Era strano, ritrovarmi a pensare a quelle cose, a quanto, per tutta la vita, mi fossi accontentata di una vita che non mi voleva, che mi sfruttava e mi maltrattava, pensando che questo fosse il massimo che potessi meritare: mi avevano educata bene, erano stati bravi a mentirmi.

Ma, nell'esatto momento in cui avevo visto il sangue di Garreth scorrere su quel nudo terreno, tutto mi era sembrato più chiaro, oltre che molto più sbagliato, ed ora sì, continuavo a vivere in un posto che non mi voleva, ma almeno avevo smesso di pensare che quella fosse l'unica normalità concessa.

Avevo smesso di pensare che fosse questo il mio destino o ciò che meritavo.

Valevo di più, e il mio nome non c'entrava nulla.

"Marie?" Alzai lo sguardo, notando Rebekah al mio fianco, sorridente. "Posso sedermi?"

Annuii, serena, e la osservai sedersi al mio fianco, stringendosi le gambe al petto, insolitamente serena: anche lei guardava il suo villaggio e, come me, non sembrava ritrovarsi.

"Levi non c'è?"

"E' andato a controllare i confini," spiegai, semplicemente. "Penso che tornerà presto."

Rebekah tirò un sorriso scaltro. "E' forse tristezza quella che sento? Ti manca Levi, Marie?"

"Cosa? No!"  Esclamai, sconvolta, ma, comunque, voltai lo sguardo, cercando di nascondere il rossore delle mie guance. "E' solo che non mi piace stare da sola."

"Io penso che, semplicemente, non ti piaccia stare senza di lui."

La guardai male, non riuscendo a crederci. "Parli troppo, Rebekah."

Lei scosse le spalle, incurante, tornando a guardare davanti a sé, sorridendo. "So che ti ha messo in mezzo per una sorta di piano suicida per liberare Kiran."

"Vorrei che cambiasse idea," ammisi, sinceramente. "Ma ho paura che sia tutto inutile."

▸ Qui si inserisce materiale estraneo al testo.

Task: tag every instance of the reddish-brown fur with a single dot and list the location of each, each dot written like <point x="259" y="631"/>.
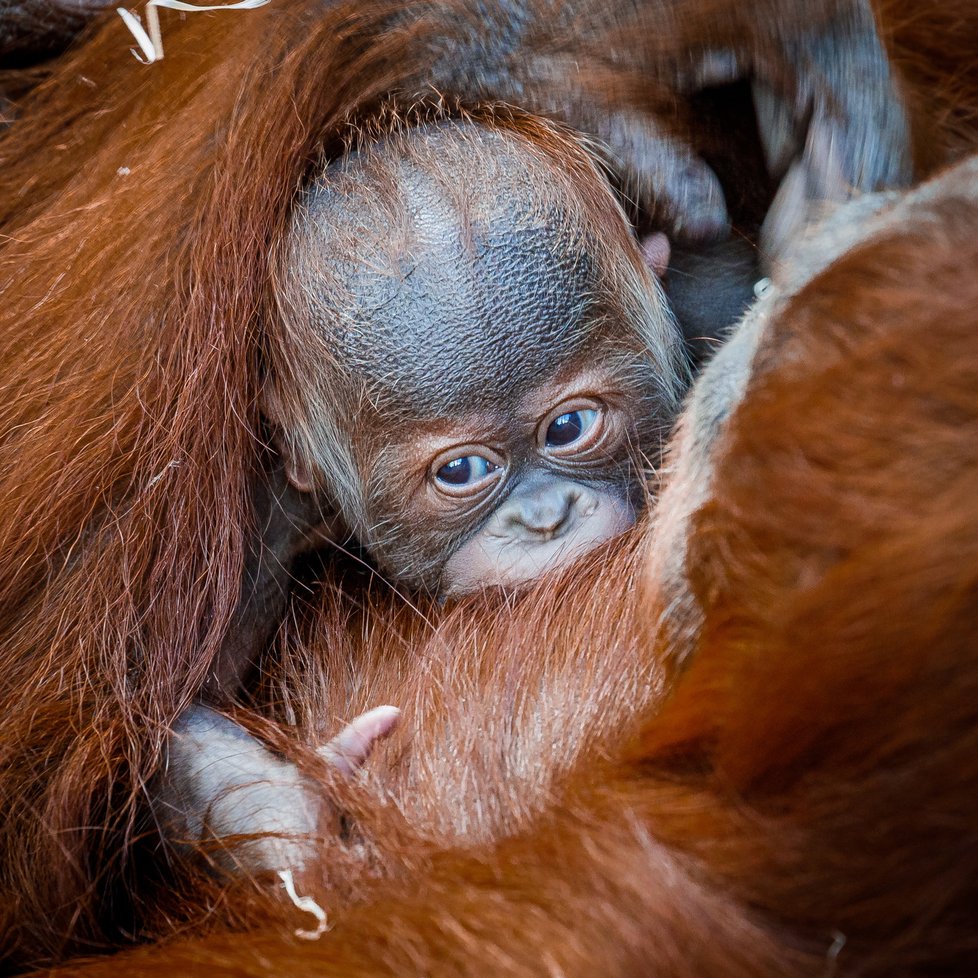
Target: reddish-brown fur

Rebekah strinse le labbra, ricambiando il mio sguardo, seria. "Levi non avrebbe mai pensato ad una cosa simile se non la credesse fattibile. Lui si fida di te, per quanto tu non riesca a crederci."

Era vero, non ci credevo, ma, comunque, non riuscivo a spiegarmelo in altro modo.

Levi sembrava cambiato e io non riuscivo a capirne il motivo.

"Oh, guarda il tuo innamorato."

Rebekah rideva, ed io subito la colpii, cercando di farla zittire mentre Levi, con la solita calma, entrava nel villaggio e si dirigeva verso di noi.

"Non dirlo mai più," la minacciai, e la lupa alzò gli occhi, annoiata.

"Non dire cosa?"

Il lupo ci sorrise, incurvando la fronte e continuando a guardarci, confuso: era bello, stretto nel suo maglione verde come i suoi occhi e con i capelli scuri tutti arruffati.

Mi pentii subito di aver fatto quei pensieri.

"Io e Marie stavamo solo parlando di quanto fosse noiosa la vita senza di te, caro cognato," commentò la ragazza, con visibile tono ironico, riuscendo a far sorridere anche il lupo.